Tuesday, 26 July 2016

Faulty Jessops filters?

I recently returned to SLR photography after a break of over 15 years. It probably took me three years to finally get around to choosing the right camera. Projects like publishing my new Flora of Derbyshire did rather keep my focus elsewhere, if you pardon the pun. It was only when I bought a Canon EOS 110D from Jessop's for my daughter's birthday that I began to realise what I'd been missing. So more hours were then spent poring over reviews and pricing websites - but this time for me!

The chaps in Jessops in Derby were superb. Lots of time to talk me through my preferred choices, and I eventually opted for my first choice: a Canon EOS 760D with Canon's own 18-135mm lens, and a second Canon 10-18mm lens. They both seemed very well reviewed as first lenses, and I saw no point in buying the kit lens with it. Jessops prices were competitetive, too. It did however make sense to buy a 67mm UV filter for each  of these zoom lenses, just to protect and keep the lenses clean, if nothing else. So, two Jessops own-brand filters were immediately fitted, and I also bought a Jessops own-brand 67mm polarising filter. Such a useful first accessory to play with!

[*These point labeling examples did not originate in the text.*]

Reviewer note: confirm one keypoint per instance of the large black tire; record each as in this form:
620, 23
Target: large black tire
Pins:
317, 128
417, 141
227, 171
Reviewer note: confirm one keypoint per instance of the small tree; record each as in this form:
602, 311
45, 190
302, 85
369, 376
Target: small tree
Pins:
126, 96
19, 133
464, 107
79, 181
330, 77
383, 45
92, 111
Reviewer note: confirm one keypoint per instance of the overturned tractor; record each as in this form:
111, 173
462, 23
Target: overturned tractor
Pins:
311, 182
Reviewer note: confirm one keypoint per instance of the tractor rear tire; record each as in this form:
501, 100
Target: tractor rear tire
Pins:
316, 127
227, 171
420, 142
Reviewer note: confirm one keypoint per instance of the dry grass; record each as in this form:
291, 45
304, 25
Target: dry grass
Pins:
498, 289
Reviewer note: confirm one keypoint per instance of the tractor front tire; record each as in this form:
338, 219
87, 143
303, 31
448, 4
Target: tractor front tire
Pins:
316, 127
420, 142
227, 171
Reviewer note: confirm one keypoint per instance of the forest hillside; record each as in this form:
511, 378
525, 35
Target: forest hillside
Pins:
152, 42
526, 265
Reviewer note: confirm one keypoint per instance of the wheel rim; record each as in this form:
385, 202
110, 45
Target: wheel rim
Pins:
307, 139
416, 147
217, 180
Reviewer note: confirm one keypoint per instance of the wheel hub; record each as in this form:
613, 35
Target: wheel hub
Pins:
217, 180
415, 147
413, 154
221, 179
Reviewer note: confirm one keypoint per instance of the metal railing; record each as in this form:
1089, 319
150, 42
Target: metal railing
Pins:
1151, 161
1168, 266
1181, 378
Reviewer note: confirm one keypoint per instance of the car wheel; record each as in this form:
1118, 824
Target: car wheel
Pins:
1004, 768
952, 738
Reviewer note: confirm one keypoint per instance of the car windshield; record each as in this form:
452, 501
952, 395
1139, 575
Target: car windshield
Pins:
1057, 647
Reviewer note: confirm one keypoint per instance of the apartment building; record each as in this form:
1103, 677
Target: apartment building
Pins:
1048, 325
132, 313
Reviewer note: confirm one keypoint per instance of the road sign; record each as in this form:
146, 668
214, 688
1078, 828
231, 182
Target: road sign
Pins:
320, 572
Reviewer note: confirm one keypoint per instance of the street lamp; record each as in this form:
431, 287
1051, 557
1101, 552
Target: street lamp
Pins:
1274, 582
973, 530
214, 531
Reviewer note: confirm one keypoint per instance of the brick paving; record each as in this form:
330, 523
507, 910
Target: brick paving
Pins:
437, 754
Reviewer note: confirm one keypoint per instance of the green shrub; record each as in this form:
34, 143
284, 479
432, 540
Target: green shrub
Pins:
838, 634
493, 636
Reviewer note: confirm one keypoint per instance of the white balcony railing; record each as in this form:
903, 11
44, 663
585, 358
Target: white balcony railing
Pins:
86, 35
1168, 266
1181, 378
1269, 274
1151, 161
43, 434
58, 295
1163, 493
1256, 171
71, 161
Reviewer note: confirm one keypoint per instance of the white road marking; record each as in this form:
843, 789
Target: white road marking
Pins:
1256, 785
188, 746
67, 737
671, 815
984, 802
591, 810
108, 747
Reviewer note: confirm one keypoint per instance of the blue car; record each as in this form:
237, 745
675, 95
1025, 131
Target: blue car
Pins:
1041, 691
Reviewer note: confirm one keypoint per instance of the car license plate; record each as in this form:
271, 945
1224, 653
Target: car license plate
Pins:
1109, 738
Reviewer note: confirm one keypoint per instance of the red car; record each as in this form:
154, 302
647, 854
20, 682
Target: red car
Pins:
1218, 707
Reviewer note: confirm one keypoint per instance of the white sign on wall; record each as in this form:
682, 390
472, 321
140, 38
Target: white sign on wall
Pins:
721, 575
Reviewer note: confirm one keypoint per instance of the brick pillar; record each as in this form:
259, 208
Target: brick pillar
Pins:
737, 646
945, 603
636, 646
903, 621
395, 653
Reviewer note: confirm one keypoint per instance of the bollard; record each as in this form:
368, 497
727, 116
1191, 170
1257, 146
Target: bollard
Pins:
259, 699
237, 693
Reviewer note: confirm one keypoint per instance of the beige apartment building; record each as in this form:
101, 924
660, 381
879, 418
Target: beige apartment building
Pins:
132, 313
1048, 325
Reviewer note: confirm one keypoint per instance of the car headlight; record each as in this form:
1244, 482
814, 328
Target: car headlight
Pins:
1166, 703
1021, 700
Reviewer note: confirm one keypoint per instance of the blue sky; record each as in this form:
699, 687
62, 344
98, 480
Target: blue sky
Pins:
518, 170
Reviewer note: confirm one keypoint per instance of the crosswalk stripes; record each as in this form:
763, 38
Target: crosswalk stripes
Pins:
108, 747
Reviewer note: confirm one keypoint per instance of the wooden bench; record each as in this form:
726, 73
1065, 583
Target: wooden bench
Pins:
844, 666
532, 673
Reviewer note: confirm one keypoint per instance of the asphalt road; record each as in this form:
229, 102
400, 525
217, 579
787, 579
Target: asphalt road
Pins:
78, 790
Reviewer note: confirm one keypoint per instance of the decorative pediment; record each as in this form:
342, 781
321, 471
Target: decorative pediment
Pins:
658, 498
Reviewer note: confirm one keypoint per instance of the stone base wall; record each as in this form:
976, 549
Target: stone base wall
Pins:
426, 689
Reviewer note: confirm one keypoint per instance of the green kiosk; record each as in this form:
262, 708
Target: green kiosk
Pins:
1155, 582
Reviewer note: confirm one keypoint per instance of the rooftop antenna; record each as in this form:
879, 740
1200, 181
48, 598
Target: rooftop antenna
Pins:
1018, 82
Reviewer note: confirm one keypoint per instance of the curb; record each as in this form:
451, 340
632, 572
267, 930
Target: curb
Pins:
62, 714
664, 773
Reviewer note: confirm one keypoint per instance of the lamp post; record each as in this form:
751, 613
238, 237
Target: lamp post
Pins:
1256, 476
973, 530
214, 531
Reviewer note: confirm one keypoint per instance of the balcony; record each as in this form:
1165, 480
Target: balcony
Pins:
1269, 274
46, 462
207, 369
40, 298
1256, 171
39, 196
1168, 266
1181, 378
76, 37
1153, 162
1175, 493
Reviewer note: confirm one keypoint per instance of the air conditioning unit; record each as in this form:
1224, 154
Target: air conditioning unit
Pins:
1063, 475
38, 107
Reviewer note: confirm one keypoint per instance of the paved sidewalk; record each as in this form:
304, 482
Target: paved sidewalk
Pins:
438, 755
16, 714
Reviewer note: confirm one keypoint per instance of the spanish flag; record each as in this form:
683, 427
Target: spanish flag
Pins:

The UV filters fitted perfectly, and of course, for best optical results one would remove the UV filters and replace it with the polarising filter. But they should also work well by being stacked together, and this is where the problem lay.  Although initially screwing on perfectly, the Jessops polarising filter failed to stop screwing round. It should have mated up and then allowed me to rotate just the polarised element. Instead, the whole thing kept turning, clearly jumping the thread each turn.

I tried it on the other lens and filter, and the same problem occurred. It wouldn't lock on the UV filter's screw thread, though it did lock properly straight onto the Canon lenses themselves.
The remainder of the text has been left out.